Die Arbeit analysiert kritisch das 1977 erschienene Mozart-Buch von Wolfgang Hildesheimer und untersucht, wie dieser versucht, das tradierte Bild Mozarts durch eine neue, psychoanalytisch geprägte Sichtweise zu revidieren.
Was sind die zentralen Themenfelder der Untersuchung?
Im Zentrum stehen die Fragen der Genieforschung, der Abgrenzung von historischer Wahrheit und literarischer Fiktion sowie die Kritik an der biographischen Tradition im Umgang mit dem Leben Mozarts.
Welches primäre Ziel verfolgt die Arbeit?

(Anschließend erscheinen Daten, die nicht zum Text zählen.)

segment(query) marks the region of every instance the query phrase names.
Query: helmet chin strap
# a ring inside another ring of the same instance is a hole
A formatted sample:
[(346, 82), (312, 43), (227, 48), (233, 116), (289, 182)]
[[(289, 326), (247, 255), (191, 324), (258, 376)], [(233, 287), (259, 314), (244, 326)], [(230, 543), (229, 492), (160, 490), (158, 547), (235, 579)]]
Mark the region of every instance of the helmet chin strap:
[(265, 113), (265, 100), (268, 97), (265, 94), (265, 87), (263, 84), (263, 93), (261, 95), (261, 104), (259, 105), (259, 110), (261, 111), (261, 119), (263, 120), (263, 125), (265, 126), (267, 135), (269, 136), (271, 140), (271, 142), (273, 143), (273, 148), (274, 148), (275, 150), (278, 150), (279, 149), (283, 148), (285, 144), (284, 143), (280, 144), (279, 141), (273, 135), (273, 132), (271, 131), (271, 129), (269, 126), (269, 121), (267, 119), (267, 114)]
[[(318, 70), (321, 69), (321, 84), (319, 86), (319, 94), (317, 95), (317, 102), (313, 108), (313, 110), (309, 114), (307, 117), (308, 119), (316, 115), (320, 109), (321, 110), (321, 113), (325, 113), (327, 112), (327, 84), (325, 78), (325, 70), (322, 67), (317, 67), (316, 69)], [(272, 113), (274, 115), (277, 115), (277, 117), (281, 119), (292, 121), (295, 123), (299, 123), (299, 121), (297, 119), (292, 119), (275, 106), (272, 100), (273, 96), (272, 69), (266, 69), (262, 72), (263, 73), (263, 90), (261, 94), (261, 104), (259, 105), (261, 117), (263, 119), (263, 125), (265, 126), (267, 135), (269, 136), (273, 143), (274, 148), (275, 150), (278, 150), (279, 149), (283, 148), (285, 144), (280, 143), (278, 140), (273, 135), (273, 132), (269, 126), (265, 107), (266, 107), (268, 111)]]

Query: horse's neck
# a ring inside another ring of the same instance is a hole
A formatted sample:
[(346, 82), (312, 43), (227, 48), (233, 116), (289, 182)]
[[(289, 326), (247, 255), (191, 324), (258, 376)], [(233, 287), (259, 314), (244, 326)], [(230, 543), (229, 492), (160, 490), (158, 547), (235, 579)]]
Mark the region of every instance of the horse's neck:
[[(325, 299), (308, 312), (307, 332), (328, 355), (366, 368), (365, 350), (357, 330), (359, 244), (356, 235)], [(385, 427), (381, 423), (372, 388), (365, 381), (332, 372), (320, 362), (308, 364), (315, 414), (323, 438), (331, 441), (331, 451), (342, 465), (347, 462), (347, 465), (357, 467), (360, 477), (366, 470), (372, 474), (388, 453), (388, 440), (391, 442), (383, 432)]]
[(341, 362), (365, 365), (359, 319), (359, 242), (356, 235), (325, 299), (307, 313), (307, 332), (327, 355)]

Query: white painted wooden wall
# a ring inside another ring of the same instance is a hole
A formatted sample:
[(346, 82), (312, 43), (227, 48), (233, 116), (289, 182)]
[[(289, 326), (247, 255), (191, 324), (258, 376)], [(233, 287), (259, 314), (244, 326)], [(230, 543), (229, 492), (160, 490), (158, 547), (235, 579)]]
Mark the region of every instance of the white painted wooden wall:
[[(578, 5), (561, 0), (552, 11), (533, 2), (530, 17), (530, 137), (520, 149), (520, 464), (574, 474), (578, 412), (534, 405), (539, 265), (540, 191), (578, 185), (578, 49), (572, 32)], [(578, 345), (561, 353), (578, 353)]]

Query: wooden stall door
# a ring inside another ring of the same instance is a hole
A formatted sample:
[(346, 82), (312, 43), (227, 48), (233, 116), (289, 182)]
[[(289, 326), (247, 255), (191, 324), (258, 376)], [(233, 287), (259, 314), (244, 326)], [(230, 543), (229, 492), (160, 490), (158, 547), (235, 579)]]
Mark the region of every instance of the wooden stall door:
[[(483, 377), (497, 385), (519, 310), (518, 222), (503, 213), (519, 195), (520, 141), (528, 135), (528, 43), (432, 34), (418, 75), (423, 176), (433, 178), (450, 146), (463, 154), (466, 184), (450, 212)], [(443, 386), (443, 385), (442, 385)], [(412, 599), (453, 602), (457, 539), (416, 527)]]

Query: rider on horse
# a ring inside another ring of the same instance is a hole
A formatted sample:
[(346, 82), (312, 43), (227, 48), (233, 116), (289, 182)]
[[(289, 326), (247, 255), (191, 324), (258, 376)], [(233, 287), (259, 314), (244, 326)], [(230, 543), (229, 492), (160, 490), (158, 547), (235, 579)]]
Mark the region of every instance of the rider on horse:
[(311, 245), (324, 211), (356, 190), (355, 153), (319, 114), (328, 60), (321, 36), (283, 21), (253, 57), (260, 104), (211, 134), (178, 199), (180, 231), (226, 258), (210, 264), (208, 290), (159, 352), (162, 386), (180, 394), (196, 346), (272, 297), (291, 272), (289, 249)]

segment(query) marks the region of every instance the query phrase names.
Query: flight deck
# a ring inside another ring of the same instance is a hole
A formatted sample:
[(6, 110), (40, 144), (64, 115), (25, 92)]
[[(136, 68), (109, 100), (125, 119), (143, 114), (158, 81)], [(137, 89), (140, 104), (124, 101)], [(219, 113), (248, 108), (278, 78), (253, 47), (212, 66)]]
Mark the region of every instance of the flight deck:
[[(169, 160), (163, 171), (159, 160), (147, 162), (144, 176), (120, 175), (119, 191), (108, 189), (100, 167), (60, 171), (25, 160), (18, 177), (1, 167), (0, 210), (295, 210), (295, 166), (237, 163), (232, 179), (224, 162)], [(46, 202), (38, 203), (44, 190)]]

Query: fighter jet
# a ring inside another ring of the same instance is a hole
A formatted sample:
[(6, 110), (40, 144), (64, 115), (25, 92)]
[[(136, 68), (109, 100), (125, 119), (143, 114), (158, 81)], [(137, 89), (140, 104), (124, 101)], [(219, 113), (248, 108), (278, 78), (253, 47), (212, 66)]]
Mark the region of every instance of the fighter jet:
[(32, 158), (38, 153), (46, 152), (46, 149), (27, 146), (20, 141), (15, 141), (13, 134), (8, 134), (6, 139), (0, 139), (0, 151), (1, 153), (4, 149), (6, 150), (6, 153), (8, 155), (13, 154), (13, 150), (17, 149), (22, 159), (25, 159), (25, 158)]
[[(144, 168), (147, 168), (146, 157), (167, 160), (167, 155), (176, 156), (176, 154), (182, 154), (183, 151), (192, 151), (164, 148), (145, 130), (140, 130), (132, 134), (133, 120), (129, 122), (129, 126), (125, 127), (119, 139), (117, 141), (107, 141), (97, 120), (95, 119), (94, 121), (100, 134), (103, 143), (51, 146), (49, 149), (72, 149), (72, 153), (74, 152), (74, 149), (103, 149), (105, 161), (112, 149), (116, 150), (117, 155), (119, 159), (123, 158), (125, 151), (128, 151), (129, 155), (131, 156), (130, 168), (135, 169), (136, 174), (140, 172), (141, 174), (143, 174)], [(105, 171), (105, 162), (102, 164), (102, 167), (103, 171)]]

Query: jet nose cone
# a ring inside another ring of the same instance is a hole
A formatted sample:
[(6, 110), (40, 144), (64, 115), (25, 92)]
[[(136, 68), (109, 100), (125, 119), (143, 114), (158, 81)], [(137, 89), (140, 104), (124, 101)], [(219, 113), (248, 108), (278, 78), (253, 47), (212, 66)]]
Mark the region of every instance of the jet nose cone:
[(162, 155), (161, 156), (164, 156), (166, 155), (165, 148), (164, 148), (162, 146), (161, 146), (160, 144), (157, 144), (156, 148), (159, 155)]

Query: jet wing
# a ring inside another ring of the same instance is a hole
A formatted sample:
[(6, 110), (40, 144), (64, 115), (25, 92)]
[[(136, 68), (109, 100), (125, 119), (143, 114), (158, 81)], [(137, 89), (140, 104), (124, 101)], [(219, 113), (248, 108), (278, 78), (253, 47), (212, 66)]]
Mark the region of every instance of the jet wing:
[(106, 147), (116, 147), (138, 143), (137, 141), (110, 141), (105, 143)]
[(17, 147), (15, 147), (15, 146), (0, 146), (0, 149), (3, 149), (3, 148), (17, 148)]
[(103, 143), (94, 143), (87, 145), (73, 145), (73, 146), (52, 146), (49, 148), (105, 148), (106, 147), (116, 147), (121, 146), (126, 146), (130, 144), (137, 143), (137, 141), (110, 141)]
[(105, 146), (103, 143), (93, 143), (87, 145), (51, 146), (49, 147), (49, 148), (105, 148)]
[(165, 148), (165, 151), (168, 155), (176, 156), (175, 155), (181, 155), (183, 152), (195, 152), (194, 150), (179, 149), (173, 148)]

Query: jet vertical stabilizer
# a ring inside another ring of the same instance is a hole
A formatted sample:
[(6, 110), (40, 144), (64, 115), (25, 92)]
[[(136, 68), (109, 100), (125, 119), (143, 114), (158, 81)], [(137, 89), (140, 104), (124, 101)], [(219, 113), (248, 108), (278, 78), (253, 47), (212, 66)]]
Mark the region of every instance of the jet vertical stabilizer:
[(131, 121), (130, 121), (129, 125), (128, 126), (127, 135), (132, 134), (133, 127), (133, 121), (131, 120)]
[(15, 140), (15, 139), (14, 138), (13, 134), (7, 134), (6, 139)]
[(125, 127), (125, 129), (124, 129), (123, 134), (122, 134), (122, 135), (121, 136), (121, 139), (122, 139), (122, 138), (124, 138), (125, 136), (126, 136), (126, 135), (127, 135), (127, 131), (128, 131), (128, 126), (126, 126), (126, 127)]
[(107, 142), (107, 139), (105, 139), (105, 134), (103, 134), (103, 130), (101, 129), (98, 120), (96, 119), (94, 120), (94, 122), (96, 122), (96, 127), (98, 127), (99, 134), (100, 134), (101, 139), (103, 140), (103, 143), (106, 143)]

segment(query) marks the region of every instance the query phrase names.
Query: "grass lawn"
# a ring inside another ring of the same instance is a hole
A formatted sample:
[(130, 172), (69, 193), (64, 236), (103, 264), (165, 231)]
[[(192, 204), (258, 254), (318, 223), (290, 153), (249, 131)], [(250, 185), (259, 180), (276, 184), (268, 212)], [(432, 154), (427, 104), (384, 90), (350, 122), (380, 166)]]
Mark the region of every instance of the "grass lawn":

Die Forschungsfrage ist, ob es Hildesheimer mit seinem Werk gelingt, das „Ende der Fiktionen“ über Mozart herbeizuführen, oder ob er lediglich ein eigenes, subjektiv gefärbtes Mozart-Bild schafft.
Welche wissenschaftliche Methode verwendet der Autor Hildesheimer?
Hildesheimer greift maßgeblich auf Methoden der Psychoanalyse zurück, wobei er auch Techniken wie die freie Assoziation und collageartige Textstrukturen nutzt, um sich dem Komponisten zu nähern.
Was wird im Hauptteil der Arbeit behandelt?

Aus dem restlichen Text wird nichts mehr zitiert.